Figures 1 and 2 are sectional views of the conventional example, Figures 3 and 4.
5, 6 and 7 show examples of the present invention, FIG. 3 is a sectional view of the example, and FIG. FIG. 5 is a diagram showing the relationship between the mist forming portion and the temperature of the mist forming portion, and FIG. 5 is FIG. 3, and FIG. 6 and FIG. Code, 1...Sonde body, 2...Cooling gas outlet, 3...Gas sampling hole, 4.
...Thermocouple, 5... Impulse tube, 6...
...Gas analyzer, 7...Gas pressure gauge, 8...
...Cooling water blowing nozzle, 9...Purge gas inlet, 10...Cooling water inlet, 11...
Impulse pipe outlet, 12... Drain port, 13...
Purge gas throttle part, 14... Water channel, 15...
...Water supply vibrator, 16...Atomization nozzle, 17.
... Water pipe, 18 ... Gas blowing pipe.

Claims (1)

[Claims] 1 Consists of an inner tube that has one end connected to the inside of the furnace and the other end that is connected to a detection device outside the furnace to define an outlet path for the furnace gas used, and an outer tube that houses the inner tube, and the inner tube and the outer tube.

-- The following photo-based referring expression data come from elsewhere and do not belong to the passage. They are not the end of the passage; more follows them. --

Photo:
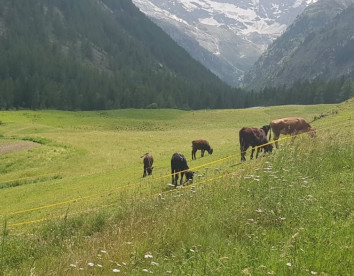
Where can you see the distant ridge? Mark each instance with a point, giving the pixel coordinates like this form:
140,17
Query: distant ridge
318,45
97,54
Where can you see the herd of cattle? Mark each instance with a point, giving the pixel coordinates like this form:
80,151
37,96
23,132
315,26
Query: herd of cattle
249,137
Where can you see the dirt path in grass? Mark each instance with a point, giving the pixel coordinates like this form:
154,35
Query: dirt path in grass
6,147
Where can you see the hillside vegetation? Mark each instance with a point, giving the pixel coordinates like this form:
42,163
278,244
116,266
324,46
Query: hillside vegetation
92,54
78,204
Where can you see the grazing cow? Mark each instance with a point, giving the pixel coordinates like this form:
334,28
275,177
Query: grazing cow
253,137
292,126
202,145
179,164
147,161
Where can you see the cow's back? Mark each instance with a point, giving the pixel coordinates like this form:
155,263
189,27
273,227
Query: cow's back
289,125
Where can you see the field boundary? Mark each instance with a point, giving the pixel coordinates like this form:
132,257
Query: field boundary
347,123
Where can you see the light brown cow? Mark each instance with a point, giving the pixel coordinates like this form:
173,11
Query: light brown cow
292,126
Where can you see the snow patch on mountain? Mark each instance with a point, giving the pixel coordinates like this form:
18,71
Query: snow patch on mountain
236,32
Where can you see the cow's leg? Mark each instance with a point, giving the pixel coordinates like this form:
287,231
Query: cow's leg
243,153
258,150
276,137
180,183
173,177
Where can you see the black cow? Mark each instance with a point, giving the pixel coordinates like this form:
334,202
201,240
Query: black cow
179,164
202,145
147,161
253,137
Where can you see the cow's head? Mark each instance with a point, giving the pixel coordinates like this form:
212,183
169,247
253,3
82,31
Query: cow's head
266,129
268,148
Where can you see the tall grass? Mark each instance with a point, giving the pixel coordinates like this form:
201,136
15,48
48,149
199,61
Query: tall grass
290,212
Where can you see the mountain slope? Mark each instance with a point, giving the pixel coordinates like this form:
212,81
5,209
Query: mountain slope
226,36
92,54
317,45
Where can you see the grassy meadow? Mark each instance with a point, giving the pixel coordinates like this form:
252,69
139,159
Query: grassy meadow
78,205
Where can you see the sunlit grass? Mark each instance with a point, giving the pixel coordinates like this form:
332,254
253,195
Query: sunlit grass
287,213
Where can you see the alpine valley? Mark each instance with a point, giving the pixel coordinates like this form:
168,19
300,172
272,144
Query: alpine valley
226,36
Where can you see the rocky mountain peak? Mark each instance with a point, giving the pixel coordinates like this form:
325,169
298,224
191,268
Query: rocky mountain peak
227,36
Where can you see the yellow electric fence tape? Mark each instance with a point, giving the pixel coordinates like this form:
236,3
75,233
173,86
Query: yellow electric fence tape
347,123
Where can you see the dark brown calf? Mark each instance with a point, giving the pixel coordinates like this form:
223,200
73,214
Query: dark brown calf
253,137
202,145
179,164
147,161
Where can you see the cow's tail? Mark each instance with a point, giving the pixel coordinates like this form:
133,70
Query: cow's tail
270,134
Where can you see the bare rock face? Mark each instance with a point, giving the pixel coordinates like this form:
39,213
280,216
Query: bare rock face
226,36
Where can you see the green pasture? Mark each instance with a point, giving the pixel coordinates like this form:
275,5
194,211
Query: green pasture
81,195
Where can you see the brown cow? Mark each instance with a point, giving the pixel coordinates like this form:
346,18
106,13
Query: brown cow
292,126
147,161
253,137
202,145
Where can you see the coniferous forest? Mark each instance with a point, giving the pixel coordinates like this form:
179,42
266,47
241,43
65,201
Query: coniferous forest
91,54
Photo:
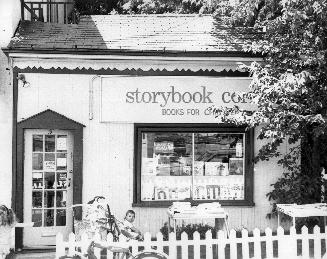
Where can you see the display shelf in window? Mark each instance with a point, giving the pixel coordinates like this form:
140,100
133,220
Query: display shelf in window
193,163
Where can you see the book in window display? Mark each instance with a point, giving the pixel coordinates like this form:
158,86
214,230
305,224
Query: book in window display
216,168
236,166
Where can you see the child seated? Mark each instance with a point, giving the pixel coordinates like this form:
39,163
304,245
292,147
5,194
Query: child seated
127,228
7,222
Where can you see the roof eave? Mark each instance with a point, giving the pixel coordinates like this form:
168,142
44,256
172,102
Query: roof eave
123,52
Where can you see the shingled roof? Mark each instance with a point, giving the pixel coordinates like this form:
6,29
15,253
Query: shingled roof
133,33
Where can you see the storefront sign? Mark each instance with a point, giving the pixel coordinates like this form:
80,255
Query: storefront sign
184,99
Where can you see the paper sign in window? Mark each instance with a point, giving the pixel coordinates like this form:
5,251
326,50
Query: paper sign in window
61,143
49,165
62,161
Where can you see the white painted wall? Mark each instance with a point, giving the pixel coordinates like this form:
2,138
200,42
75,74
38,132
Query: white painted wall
10,15
108,152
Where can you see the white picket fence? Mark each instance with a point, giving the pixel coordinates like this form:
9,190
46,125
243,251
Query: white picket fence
257,246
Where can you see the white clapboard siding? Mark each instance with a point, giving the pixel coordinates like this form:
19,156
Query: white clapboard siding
280,245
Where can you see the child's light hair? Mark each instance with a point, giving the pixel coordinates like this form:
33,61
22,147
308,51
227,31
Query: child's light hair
7,216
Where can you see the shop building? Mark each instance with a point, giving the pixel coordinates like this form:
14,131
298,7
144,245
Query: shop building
119,106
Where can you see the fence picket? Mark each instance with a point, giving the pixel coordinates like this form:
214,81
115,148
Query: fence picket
221,244
269,243
317,242
257,243
196,247
305,242
292,243
282,244
184,246
209,254
172,246
245,244
71,244
287,244
233,244
60,245
110,239
134,247
84,243
97,239
147,241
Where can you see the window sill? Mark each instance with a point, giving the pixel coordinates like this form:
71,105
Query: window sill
166,204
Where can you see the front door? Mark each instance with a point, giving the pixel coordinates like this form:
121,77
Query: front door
48,190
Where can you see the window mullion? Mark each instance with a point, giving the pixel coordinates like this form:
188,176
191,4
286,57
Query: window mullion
192,185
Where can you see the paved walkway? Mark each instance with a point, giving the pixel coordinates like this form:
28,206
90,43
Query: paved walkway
31,255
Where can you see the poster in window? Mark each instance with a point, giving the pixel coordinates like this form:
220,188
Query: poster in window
49,165
198,168
216,168
163,147
236,166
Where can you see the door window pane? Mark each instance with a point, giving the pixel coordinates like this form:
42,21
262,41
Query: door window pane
37,161
49,143
61,198
61,218
37,181
37,143
48,218
37,199
61,143
62,180
49,180
61,161
37,218
49,199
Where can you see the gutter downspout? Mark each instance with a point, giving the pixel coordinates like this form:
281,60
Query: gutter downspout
91,97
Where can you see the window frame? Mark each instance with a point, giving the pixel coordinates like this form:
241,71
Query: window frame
140,128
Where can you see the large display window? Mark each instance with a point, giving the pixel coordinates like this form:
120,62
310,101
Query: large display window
200,163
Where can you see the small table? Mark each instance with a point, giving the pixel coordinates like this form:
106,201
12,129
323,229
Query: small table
197,214
302,211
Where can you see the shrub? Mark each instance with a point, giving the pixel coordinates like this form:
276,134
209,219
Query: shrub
189,229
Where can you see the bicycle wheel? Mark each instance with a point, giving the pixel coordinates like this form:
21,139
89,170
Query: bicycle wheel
149,255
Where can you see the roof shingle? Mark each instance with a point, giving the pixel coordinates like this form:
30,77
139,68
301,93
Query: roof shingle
168,33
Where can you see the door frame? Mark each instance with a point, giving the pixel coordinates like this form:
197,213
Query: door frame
47,119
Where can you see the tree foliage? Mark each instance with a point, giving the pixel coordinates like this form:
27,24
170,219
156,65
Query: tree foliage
289,90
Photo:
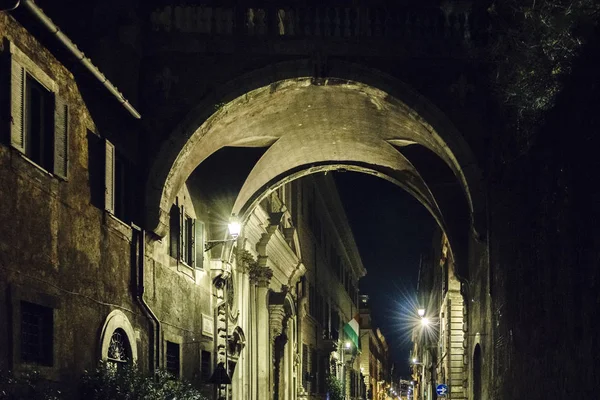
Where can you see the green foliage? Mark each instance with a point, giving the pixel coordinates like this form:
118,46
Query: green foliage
128,383
27,386
335,388
535,43
104,383
246,259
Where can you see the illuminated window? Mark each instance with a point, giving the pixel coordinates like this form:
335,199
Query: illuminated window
173,359
37,331
119,350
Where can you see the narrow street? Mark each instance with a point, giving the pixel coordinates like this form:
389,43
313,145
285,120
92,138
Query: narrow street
301,200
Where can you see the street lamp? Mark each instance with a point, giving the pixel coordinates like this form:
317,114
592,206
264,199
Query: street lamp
234,229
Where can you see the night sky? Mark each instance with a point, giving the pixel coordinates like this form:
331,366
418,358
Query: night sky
392,229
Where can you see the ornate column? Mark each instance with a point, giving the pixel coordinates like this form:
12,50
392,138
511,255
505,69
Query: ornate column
277,318
261,276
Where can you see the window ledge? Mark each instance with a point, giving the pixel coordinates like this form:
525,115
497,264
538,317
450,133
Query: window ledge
22,165
116,225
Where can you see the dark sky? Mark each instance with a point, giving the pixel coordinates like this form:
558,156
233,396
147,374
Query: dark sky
392,229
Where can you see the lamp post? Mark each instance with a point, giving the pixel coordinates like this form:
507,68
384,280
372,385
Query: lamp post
234,229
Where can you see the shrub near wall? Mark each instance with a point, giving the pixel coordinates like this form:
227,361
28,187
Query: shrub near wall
104,383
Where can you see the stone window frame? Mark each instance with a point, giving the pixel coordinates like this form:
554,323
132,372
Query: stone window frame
17,295
177,339
117,320
21,63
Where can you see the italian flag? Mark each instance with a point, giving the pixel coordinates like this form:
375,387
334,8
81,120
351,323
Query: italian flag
352,329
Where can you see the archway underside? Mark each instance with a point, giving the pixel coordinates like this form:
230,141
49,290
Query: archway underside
304,126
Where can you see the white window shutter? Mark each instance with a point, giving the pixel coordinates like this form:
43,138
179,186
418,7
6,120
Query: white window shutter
193,243
109,178
61,137
17,106
182,242
199,243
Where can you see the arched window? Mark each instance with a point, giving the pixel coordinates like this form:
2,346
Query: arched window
119,350
477,373
118,345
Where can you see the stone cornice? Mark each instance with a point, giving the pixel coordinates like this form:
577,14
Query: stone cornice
260,275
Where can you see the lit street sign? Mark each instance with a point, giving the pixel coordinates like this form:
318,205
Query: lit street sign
441,390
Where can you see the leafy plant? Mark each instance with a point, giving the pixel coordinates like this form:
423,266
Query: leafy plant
27,386
129,383
335,388
535,43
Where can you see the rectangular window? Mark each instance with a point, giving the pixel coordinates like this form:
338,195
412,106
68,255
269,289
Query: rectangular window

In a high-temperature furnace in-furnace measurement sonde in which a cooling medium flows through a space between the space, a carrier gas supply section is provided at the outer side of the furnace in the space, and a spray nozzle is provided at the same or inner side than the carrier gas supply section. The cooling water from the cooling water supply section is added in the form of a mist to the carrier gas in the cooling water supply section and the outer tube in the vicinity of the sonde tip and in a part that does not affect the reactor condition measuring means. A sonde for measuring the inside of a high-temperature furnace, which has an opening that releases the flowing spray air into the furnace.